Residential Reinsurance 2023 Limited (Series 2023-1) – Full details:
USAA, the U.S. primary mutual insurer, has returned to the catastrophe bond market with what will be the 40th transaction listed under the Residential Re name in our extensive Deal Directory.
Having been sponsoring catastrophe bonds since 1997, USAA is one of the longest-standing and perhaps the most consistent of sponsors in the cat bond market, with regular Q2 and Q4 deals stretching back many years.
This is actually the insurers 41st cat bond we have tracked to-date, as one in 2016 came under the Espada Re issuing vehicle. View information on every USAA sponsored cat bond here.
The insurer has established a new Cayman Islands based special purpose vehicle, Residential Reinsurance 2023 Limited for its cat bonds this year.
Residential Reinsurance 2023 Limited will look to issue two tranches of Series 2023-1 notes, that will be sold to investors and the proceeds used to collateralize underlying reinsurance agreements between the vehicle and USAA.
The two tranches will provide USAA with annual aggregate reinsurance protection against losses from the perils of U.S. tropical cyclones, earthquakes (plus fire following), severe thunderstorm, winter storm, wildfire, volcanic eruption, meteorite impact, other perils (all including auto & renter policy flood losses).
This is the same group of perils covered by all of USAA’s multi-peril cat bonds for some years now.
The reinsurance protection will run across annual risk periods though a four-year term, beginning June 2023 and running to the end of May 2027, we understand.
Both tranches of notes will feature an indemnity trigger and their provide annual aggregate coverage after an initial event deductible of $50 million is applied, to qualify catastrophes under the terms of the cat bond deal, we’re told.
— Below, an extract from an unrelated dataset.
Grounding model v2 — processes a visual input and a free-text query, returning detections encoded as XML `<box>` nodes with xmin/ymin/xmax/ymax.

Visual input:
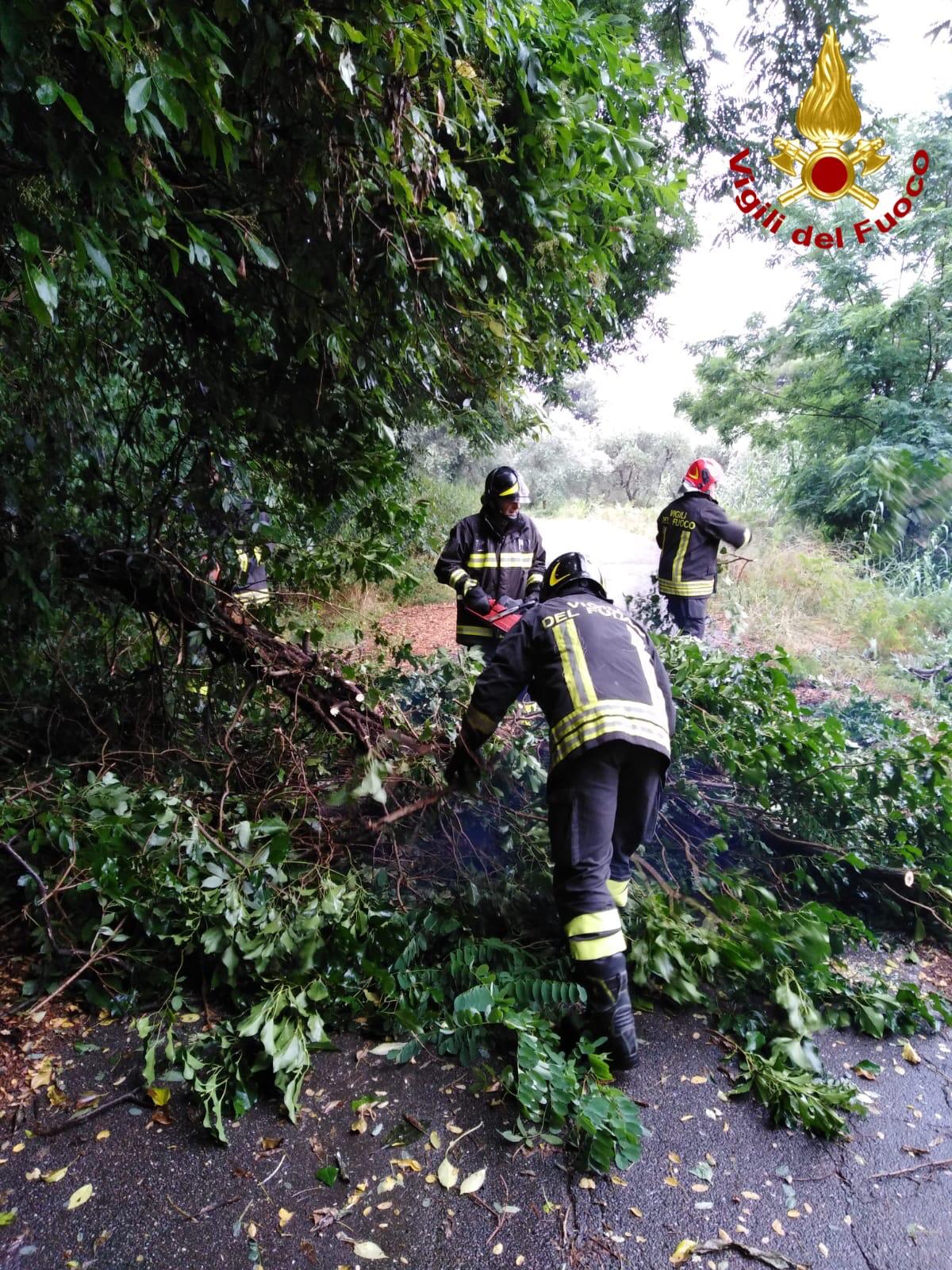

A tranche of Class 13 notes have a preliminary size of $75 million and would attach their coverage at $2.725 billion in losses to USAA, exhausting that at $3.6 billion, sources said.
This gives the Class 13 notes an initial attachment probability of 3.63%, an initial base expected loss of 2.11% and this tranche is being offered with price guidance in a range from 10% to 10.75%.
A tranche of Class 14 notes have a preliminary size of $125 million and are less risky, attaching at $3.6 billion in losses and covering a share of layer to $4.65 billion in losses, we understand.
Which we’re told gives the Class 14 notes an initial attachment probability of 1.18%, an initial base expected loss of 0.75% and these notes are being offered with price guidance in a range from 6.75% to 7.25%.
At the mid-points of these spread guidance ranges, the Class 13 notes would pay a multiple-at-market of 4.9 times the initial base expected loss, while the Class 14 notes would pay a multiple of 9.3 times EL, with these multiples appearing roughly 30% and more higher than comparable tranches issued early in 2022.
Update 1:
We’re now told that the target for this Residential Re 2023-1 cat bond has been lifted to between $300 million and $400 million, so a potential doubling in size of the reinsurance protection it will provide to USAA.
A tranche of Class 13 notes had a preliminary size of $75 million, but the target has now been lifted to between $100 million and $125 million of protection for USAA.
The Class 13 notes have an initial base expected loss of 2.11% and were first offered with price guidance in a range from 10% to 10.75%, but this has now been narrowed to guidance of 10% to 10.5%, we understand.
A tranche of Class 14 notes launched with a preliminary size of $125 million, but this target is now for between $200 million and $275 million of cover for USAA.
The Class 14 notes have an initial base expected loss of 0.75% and were first offered with price guidance in a range from 6.75% to 7.25%, but this has now also narrowed to a range of 6.5% to 6.75%, so could price at or below the low-end of initial guidance, we’re told.
Update 2:
USAA secured the 100% upsizing of its latest catastrophe bond, with this issuance set to provide it $400 million of collateralized multi-peril reinsurance protection.
The Class 13 notes upsized to $125 million, with the notes having an initial base expected loss of 2.11%, they were priced to pay investors a spread of 10.5%, so in the upper-half of initial price guidance.
The Class 14 notes secured USAA $275 million of reinsurance cover, with their initial base expected loss of 0.75% they priced to pay investors a spread of 6.5%, so below the low-end of initial guidance.